Human factors : a new approach for designing the truck-driver system

Abstract

The logistics sector is an often forgotten force behind modern life in the UK, and it is increasingly under pressure to become more efficient, more safety-conscious, and more environmentally sustainable. This triple bottom line necessitates deep changes to the traditional way of working. As evidenced by an expert-led technology forecast, many technological and organisational interventions are on the horizon for the next 15-30 years. This rapid pace of advancement, together with the frequent assumption that workers are ‘hyper-rational’, echoes a worrying pattern from other sectors that have since benefited from human factors & ergonomics (HF/E) expertise. This thesis aims to apply HF/E principles and methods to both current and projected future truck-driver scenarios, in order to leverage the most agile and intelligent agent in the logistics system: the human.
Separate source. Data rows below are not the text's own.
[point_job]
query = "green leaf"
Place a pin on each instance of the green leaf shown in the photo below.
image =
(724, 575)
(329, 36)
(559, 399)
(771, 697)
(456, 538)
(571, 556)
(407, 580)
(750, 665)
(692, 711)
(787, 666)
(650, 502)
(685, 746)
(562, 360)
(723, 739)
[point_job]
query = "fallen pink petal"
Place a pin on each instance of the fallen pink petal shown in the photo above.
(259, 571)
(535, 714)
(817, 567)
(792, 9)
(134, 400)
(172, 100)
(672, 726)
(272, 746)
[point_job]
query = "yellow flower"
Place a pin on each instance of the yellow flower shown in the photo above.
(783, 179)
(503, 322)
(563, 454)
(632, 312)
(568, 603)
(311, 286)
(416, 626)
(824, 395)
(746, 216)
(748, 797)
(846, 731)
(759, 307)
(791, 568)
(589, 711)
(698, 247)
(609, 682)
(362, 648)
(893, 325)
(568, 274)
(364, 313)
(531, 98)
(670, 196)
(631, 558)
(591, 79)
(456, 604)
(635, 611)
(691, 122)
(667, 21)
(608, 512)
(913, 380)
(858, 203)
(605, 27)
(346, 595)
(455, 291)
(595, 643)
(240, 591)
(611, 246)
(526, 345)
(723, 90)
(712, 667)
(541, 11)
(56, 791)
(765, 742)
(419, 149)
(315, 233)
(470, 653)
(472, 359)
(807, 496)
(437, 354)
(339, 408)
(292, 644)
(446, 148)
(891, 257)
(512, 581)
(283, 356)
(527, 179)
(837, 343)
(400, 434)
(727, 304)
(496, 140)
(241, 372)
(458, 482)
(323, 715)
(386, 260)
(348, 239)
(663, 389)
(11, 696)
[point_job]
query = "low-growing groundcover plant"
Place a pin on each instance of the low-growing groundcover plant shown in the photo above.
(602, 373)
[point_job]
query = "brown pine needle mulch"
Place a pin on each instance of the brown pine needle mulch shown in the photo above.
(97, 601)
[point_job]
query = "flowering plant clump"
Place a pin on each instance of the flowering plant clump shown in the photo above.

Despite a lack of past work at this intersection, logistics and HF/E can be drawn together by their mutual use of systems complexity concepts. This thesis proposes that logistics is a large, complex adaptive socio-technical system (CASTS), and reviews HF/E methods to determine their fit to different system scales and dynamics. From this it is determined that initial work requires a bottom-up focus on the truck-driver system. A range of methods are employed to understand the existing truck driving task and what it requires of the modern driver; identify and prioritise potentially critical system ‘parts’; design new supportive technologies from scratch in a way that allows for emergent behaviour; and analytically prototype how truck-driver systems are likely to change in projected future scenarios. This work provides new practical insights for current truck-driver systems, and a map of how this may change – shedding light on potential future problems and how we might adapt to them before they occur. Not only does this thesis provide a solid empirical foundation and a ‘direction of travel’, it also contributes the methodological guidance necessary to strategise next steps beyond this thesis, into deeper logistics complexity. Taken together this demonstrates the power of human factors methods for logistics, and their potential for other unexplored ‘complex adaptive sociotechnical systems’ (CASTS)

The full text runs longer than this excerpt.